Em 2001, veio o primeiro choque negativo, com a redução significativa do orçamento de C&T, que se mantém até hoje. Podemos mesmo afirmar que a Ciência brasileira teria ido à lona se não fosse o crescente aporte de recursos por parte dos governos estaduais, via as fundações de apoio à pesquisa científica (FAPs). As primeiras consequências desta quase paralisia do governo federal, em que pese a competência dos gestores de C&T, já podem ser notadas. Já não somos mais o décimo terceiro produtor de C&T e passamos a ocupar a décima quarta posição. Fomos ultrapassados pela Holanda. Os dados também indicam que diminuiu a taxa de crescimento do número de publicações, o que implica na possibilidade de cairmos de posição nos próximos anos. O crescimento significativo da atividade científica de países como Austrália e Índia leva a uma diminuição das chances do Brasil estar entre os dez maiores produtores de C&T, sonho que acalentamos no passado recente.
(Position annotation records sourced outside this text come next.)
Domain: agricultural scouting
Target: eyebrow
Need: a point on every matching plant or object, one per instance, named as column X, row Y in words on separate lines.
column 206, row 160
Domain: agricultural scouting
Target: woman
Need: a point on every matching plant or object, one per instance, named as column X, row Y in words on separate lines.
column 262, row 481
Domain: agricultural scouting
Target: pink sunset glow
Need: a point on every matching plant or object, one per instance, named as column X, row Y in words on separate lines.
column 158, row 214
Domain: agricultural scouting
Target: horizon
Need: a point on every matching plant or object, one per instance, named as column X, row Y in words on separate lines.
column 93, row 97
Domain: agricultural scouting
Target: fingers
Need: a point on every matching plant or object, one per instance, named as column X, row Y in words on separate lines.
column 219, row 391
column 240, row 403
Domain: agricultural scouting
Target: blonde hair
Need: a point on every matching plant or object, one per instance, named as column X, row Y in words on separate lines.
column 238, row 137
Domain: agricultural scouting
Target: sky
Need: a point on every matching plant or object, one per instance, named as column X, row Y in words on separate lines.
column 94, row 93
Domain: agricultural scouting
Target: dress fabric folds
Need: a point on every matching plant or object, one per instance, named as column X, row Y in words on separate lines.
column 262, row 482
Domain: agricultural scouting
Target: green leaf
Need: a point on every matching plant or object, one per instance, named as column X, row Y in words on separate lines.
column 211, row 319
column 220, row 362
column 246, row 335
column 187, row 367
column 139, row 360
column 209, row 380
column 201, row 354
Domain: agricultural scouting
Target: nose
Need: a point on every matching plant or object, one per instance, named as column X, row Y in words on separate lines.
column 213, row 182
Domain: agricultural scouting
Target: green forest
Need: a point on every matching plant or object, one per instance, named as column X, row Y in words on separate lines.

No momento há certa perplexidade por parte da comunidade científica brasileira. Na recente reunião do conselho do Fundo Nacional de Desenvolvimento Científico e Tecnológico (FNDCT), principal fonte de financiamento à C&T pelo governo federal, apontou-se para uma recuperação dos recursos, permitindo novamente o acalento de velhos sonhos. Este otimismo que confesso, compartilhei, cai por terra quando se observa a proposta de Lei Orçamentária enviada pelo governo ao congresso nacional. As mudanças na legislação referente aos royalties do petróleo afetaram de forma marcante o orçamento do FNDCT, sangrando-o em cerca de 40% do seu orçamento. Para complicar ainda mais, um simples exame da proposta orçamentária indica a alocação de recursos do FNDCT, da ordem de R$ 767 milhões, para formação de recursos humanos, muito provavelmente para serem transferidos ao CNPq visando cobrir as despesas do programa “Ciência sem Fronteiras”. Cabe lembrar que este programa nunca foi um pleito da comunidade científica nem a entusiasmou, ainda que ninguém seja contra a ampliação da cooperação internacional na área científica. No entanto, ele foi anunciado como algo novo, que seria mantido com recursos novos, o que a julgar pelas informações existentes no momento, não irá ocorrer. Uma rápida análise da proposta orçamentária não vislumbra recursos para programas importantes como o apoio aos institutos nacionais de Ciência e Tecnologia (INCTs), ao programa de Núcleos de Excelência (Pronex) e mesmo à cooperação científica internacional, todos fundamentais para o desenvolvimento da atividade científica no Brasil. A diminuição dos recursos do FNDCT, devido à perda de recursos oriundos da atividade petrolífera, também afetará o programa de infraestrutura laboratorial apoiada pelo chamado Proinfra, coordenado pela FINEP. Aqui, cabe lembrar que o crescimento na produção de petróleo e a descoberta de novas fontes, como o pré sal, ocorreram graças à intensa atividade científica nesta área, conduzida por várias instituições científicas brasileiras, aliadas ao Centro de Pesquisas da Petrobrás (Cenpes). O que assistimos é uma clara falta de visão, que compromete o futuro do país. Assim fica mais difícil mudarmos nossa vergonhosa posição em indicadores como o PIB per capta (53), índice de desenvolvimento (85) e competitividade (56).”